Now, you might expect the device to automatically sync, but rather, you need to manually sync your Vivofit every so often. Garmin claims that it'll store up to 2 weeks of data, so in theory you only need to do it every 2 weeks. Unfortunately, on my very second day of syncing I triggered a bug which lost an entire's day activity. Not a big deal as it hasn't happened again, but my advice for you is to sync early and sync often. I'm not sure how frequent syncing would affect battery life, but even if it dropped from the projected 1 year to 6 months it still wouldn't be a major tragedy.

The pedometer part of the device works well. For instance, it tracks steps even if you're pushing a stroller or a shopping cart, which I have expected it not to do. It does a reasonable job of eliminating false positives, though I have noticed it giving me about 20-100 extra steps while driving. The strangest thing is that swimming using the crawl and breast strokes doesn't register, while the backstroke and duck diving do register. Cycling on a smooth flat road with a smooth cadence doesn't register, while hammering with upper body motion or standing up on a climb do register steps. It would have been nice if Garmin would register step-equivalents while swimming, but as I said above, fitness trackers aren't really designed for those of you who are actually fit!

The device pairs with the Garmin Heart Rate monitor, and one nice feature is that if you do have a Garmin bike computer, both the bike computer and the Vivofit will receive the data from the same HRM. This bodes well for the VivoSmart, since you would expect the same would be true of the speed and cadence sensors.

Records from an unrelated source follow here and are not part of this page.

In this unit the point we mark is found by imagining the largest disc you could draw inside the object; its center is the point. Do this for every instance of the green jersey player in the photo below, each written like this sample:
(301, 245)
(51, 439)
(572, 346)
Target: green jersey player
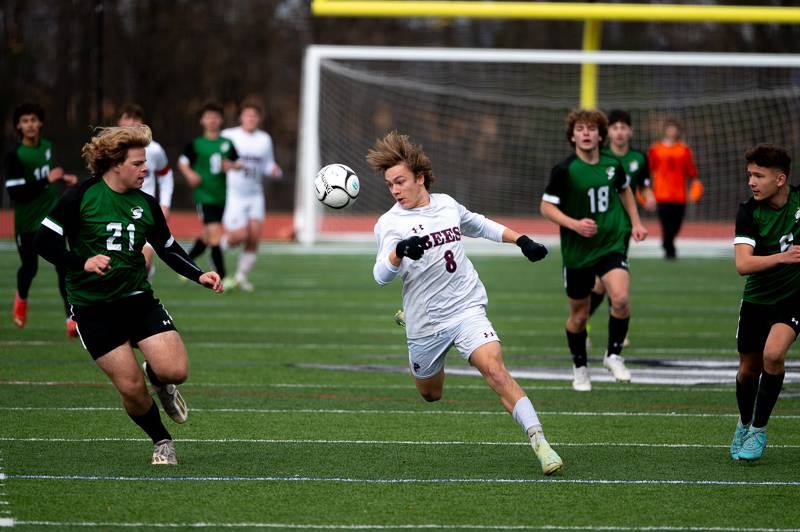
(204, 162)
(769, 317)
(30, 176)
(590, 198)
(107, 220)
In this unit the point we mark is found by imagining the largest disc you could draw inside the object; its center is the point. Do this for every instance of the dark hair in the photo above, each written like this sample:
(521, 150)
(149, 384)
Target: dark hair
(394, 149)
(133, 110)
(770, 156)
(587, 116)
(212, 106)
(618, 115)
(27, 108)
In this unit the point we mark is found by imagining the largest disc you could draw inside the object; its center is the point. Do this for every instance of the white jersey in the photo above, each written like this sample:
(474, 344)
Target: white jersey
(256, 154)
(443, 285)
(158, 169)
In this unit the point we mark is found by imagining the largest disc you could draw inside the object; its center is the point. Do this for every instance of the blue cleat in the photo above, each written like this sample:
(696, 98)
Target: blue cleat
(738, 439)
(754, 444)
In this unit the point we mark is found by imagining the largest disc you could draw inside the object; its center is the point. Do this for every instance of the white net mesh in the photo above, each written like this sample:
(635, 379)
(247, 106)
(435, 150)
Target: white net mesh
(495, 129)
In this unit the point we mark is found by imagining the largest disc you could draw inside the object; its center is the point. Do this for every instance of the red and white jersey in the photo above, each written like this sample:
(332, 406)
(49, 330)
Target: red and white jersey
(256, 154)
(440, 287)
(158, 169)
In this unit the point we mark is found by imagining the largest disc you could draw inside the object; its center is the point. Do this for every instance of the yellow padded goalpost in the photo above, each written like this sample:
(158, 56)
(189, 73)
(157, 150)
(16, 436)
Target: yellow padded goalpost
(592, 15)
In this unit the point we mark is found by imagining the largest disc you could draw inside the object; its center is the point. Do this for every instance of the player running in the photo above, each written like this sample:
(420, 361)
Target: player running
(106, 221)
(769, 317)
(590, 198)
(420, 240)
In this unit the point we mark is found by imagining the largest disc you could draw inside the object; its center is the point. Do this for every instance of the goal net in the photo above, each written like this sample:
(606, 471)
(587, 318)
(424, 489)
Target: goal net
(492, 122)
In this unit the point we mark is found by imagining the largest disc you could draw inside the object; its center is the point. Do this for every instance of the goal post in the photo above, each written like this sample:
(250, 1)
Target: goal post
(493, 121)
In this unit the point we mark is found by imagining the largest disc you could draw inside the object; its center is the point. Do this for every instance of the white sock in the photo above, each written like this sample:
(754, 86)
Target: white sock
(525, 415)
(246, 261)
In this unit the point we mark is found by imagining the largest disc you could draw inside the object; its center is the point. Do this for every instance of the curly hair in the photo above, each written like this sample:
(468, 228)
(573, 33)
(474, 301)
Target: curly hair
(109, 146)
(395, 148)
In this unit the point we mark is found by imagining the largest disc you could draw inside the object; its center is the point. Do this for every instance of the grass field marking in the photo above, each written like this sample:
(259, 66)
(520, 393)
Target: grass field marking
(425, 526)
(392, 412)
(270, 441)
(465, 480)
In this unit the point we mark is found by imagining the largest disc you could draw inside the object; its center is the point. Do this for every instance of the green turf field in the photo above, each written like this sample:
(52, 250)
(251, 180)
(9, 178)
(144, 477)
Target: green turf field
(276, 441)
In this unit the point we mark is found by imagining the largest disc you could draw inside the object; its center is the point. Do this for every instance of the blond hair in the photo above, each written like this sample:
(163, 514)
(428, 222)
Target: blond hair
(394, 149)
(110, 145)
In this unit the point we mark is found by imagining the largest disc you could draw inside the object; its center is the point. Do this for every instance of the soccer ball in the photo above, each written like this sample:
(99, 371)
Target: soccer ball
(337, 186)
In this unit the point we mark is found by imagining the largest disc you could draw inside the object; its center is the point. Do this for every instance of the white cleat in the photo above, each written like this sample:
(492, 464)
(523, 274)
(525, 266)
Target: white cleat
(581, 381)
(164, 453)
(616, 365)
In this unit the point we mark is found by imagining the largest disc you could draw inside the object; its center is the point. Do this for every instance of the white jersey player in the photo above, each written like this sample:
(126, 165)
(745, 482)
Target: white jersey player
(420, 239)
(244, 205)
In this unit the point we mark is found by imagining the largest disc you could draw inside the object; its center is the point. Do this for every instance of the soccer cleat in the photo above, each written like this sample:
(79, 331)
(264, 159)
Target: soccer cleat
(20, 311)
(171, 399)
(72, 328)
(164, 453)
(580, 380)
(551, 462)
(739, 436)
(616, 365)
(400, 318)
(754, 444)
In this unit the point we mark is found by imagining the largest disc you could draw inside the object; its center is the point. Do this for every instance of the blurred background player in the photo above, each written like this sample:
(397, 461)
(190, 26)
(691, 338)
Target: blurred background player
(244, 206)
(106, 221)
(420, 240)
(671, 164)
(30, 175)
(204, 162)
(159, 181)
(634, 162)
(769, 316)
(589, 197)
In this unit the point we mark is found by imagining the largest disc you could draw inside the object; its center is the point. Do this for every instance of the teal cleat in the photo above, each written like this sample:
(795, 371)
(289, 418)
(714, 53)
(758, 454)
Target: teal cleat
(754, 444)
(739, 436)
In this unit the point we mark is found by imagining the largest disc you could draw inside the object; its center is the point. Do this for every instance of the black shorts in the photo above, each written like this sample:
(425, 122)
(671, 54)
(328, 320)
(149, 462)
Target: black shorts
(580, 281)
(106, 326)
(210, 213)
(756, 321)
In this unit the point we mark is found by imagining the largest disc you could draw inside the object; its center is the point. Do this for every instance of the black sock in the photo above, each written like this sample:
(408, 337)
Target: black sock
(595, 301)
(152, 425)
(577, 347)
(617, 331)
(768, 390)
(746, 398)
(218, 260)
(197, 249)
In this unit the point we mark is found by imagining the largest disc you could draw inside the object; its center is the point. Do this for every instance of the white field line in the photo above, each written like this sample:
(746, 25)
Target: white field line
(397, 412)
(464, 480)
(425, 526)
(294, 441)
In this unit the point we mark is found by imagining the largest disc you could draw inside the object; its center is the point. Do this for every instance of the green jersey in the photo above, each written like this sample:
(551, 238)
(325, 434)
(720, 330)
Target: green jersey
(205, 157)
(635, 165)
(27, 169)
(96, 220)
(583, 190)
(770, 231)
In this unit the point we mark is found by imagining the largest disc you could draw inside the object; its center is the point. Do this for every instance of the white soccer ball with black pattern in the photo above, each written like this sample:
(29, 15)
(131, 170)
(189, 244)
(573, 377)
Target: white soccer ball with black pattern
(337, 186)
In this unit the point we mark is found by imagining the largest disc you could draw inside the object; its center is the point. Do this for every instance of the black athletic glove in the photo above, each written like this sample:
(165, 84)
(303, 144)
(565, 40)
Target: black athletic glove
(412, 247)
(533, 250)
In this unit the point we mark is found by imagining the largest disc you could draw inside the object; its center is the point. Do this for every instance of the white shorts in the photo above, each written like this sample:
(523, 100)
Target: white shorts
(426, 355)
(239, 210)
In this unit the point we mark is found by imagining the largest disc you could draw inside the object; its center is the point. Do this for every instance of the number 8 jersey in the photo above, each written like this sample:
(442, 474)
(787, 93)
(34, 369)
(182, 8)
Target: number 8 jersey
(442, 287)
(583, 190)
(99, 221)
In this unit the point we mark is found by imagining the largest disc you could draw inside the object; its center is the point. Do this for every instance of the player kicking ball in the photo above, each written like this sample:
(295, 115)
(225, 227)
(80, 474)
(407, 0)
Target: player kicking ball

By far the best feature of the Vivofit (and the VivoSmart has the same feature) is the red inactivity bar. If you don't move for an hour or so, the red bar would start to fill up, and you would have to get up and walk for about 200 steps to make that bar go away. This is very  useful even for those of you who are already fit, since it eliminates blocks of inactivity during the day, which has been shown to be fairly harmful to your body. The difference between the Vivofit and the VivoSmart is that the latter will actually vibrate to let you know, while the former needs you to actually glance at it once in a while to notice the red bar. For the $90 difference between the unit and the occasional annoyance with a vibration waking you up in the middle of the night, I'd stay with the Vivofit.

The other functions of the device is that it serves as a watch (but it's not a backlit screen, so you'd still be pulling out your phone at night), provides the date, shows you calories burned, and also provides a goal to keep you walking more and more each day. The goal-setting service is set up for a fairly inactive person, ramping up from 7500 steps per day. It also tracks sleep, but the software and website doesn't provide you with any help in interpreting the sleep data, and it's a bit of a bother to put the device into sleep mode before going to sleep, so my guess is in the long run, this feature wouldn't get used much.

All in all, this (and the Vivosmart) is probably the only fitness tracker you should bother with if you swim, bike, or otherwise use a Garmin HRM. It's robust, waterproof, has ridiculously good battery life, and provides reasonably good functionality. If someone else came out with one that figured out what to do about swimming it'd be even better, but for the moment this is the device to beat. Unfortunately for me, it's not suitable for me (and I don't really need a fitness tracker anyway), so it's going back to Amazon.